L’examen de cette proposition de loi qui devait avoir lieu le 12 juin 2023 a été reporté à la demande du Gouvernement qui, semble-t-il, souhaite garder l’initiative sur le sujet. Il faut certainement s’attendre à une réforme du régime d’imposition des bénéfices des locations meublées de tourisme dans le cadre des lois de finances de la fin de l’année 2023 pour une application en 2024.
2. L’application de la TVA : l’incompatibilité avérée du régime d’exonération avec le droit communautaire
Par un avis du 5/07/2023, le Conseil d’Etat estime que la législation française concernant les modalités d’application de la TVA aux locations de meublés est incompatible avec la directive communautaire 2006/112/CE du Conseil du 28 novembre 2006 relative au système commun de taxe sur la valeur ajoutée (Avis CE, 5/07/2023, n° 471877).
Le Haut Conseil estime que l‘article 261 D du code général des impôts est incompatible avec les objectifs de l’article 135 de la directive du 28 novembre 2006 en tant qu’il subordonne la soumission à la taxe sur la valeur ajoutée des activités de mise à disposition d’un local meublé ou garni à la condition que soient proposées au moins trois des quatre prestations accessoires qu’il énumère, dans des conditions similaires à celles proposées par les établissements hôteliers.

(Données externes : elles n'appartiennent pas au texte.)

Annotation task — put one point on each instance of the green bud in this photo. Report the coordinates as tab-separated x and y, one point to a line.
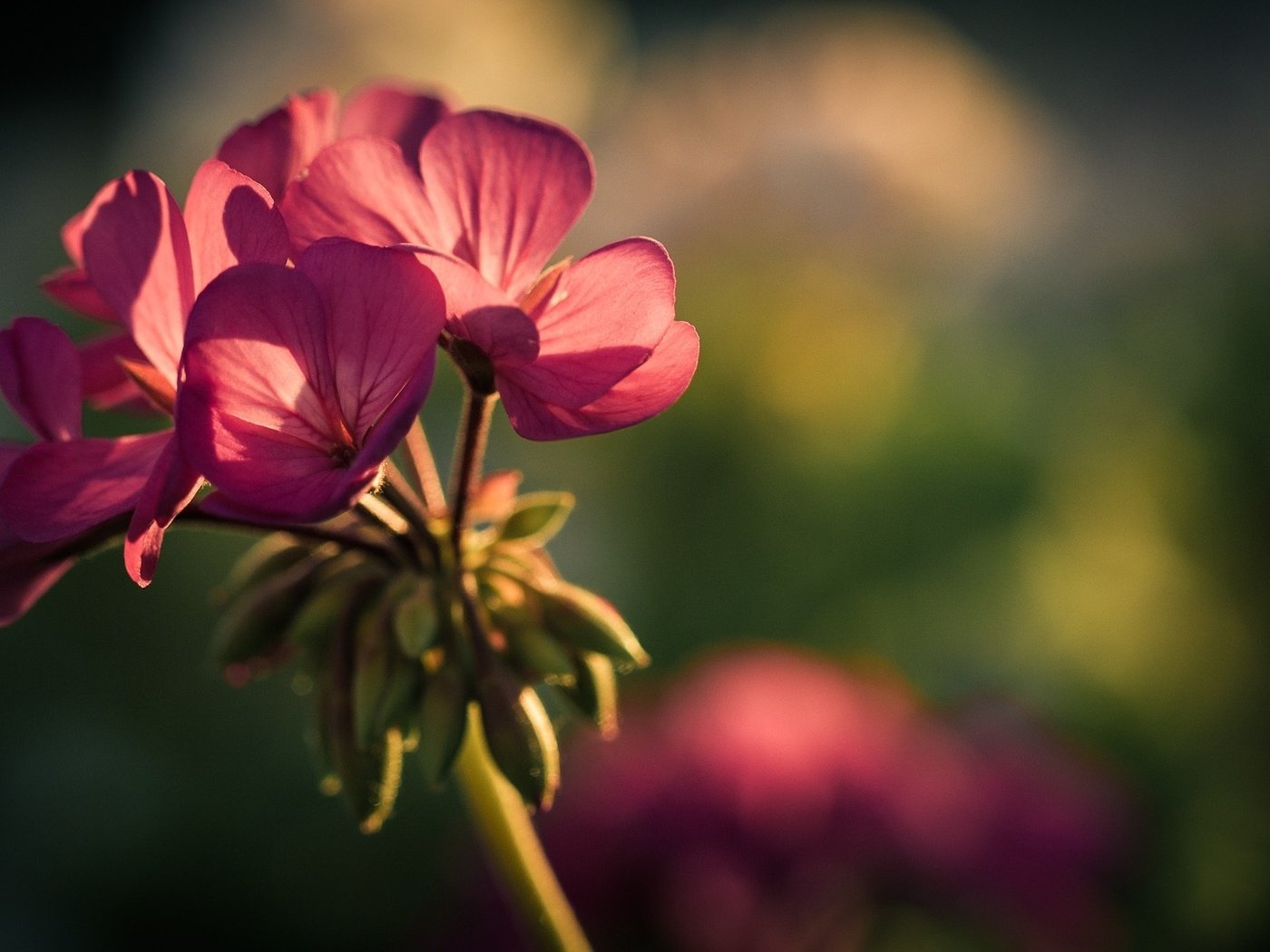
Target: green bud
594	692
590	624
442	721
536	517
521	736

Il est permis de penser que l’exigence des prestations parahôtelières mentionnées ci-dessus est considéré comme étant trop drastique. L’Etat français est invité de revoir les critères applicables en la matière.
3. Les droits d’enregistrement : l’extension de l’abattement de 75 % pour les transmissions à titre gratuit
La transmission à titre gratuit d’entreprises peut sous certaines conditions bénéficier d’un abattement de 75 % pour le calcul des droits de donation ou de succession (art. 787 B du CGI pour les entreprises sociétaires ; art. 787 C du CGI pour les entreprises individuelles).
Au motif que l’activité de locations meublées serait une activité civile sur le plan juridique, l’administration fiscale soutient depuis 2021 que cet abattement fiscal ne concerne pas les locations meublées (BOI-ENR-DMTG-10-20-40-10, § 15).
En dernier lieu, par un arrêt du 21 juin 2023, la Cour de cassation semble infirmer la position administrative en permettant l’application de l’abattement de 75 % (Cass. 21/6/2023, n° 21-18.226). Cette jurisprudence mériterait une confirmation officielle afin d’être assuré du bien-fondé de la mise en ouvre de cette disposition.
4. Les impôts locaux : l’application cumulée de la taxe d’habitation et de la cotisation foncière des entreprises
En matière de fiscalité locale, il était d’usage de considérer que les loueurs de meublés de tourisme était redevable de façon alternative, soit de la cotisation foncière des entreprises, soit de la taxe d’habitation si le logement loué constitue la résidence personnelle du loueur (résidence principale ou résidence secondaire) (BOI-IF-TH-10-20-20, § 50).
Par un arrêt du 15 juin 2023, le Conseil d’Etat considère lorsqu’un logement meublé fait l’objet de locations saisonnières ou de courte durée, le propriétaire du bien est redevable de la taxe d’habitation dès lors qu’au 1er janvier de l’année de l’imposition, il peut être regardé comme entendant en conserver la disposition ou la jouissance une partie de l’année (CE, 15/06/2023, n° 468195).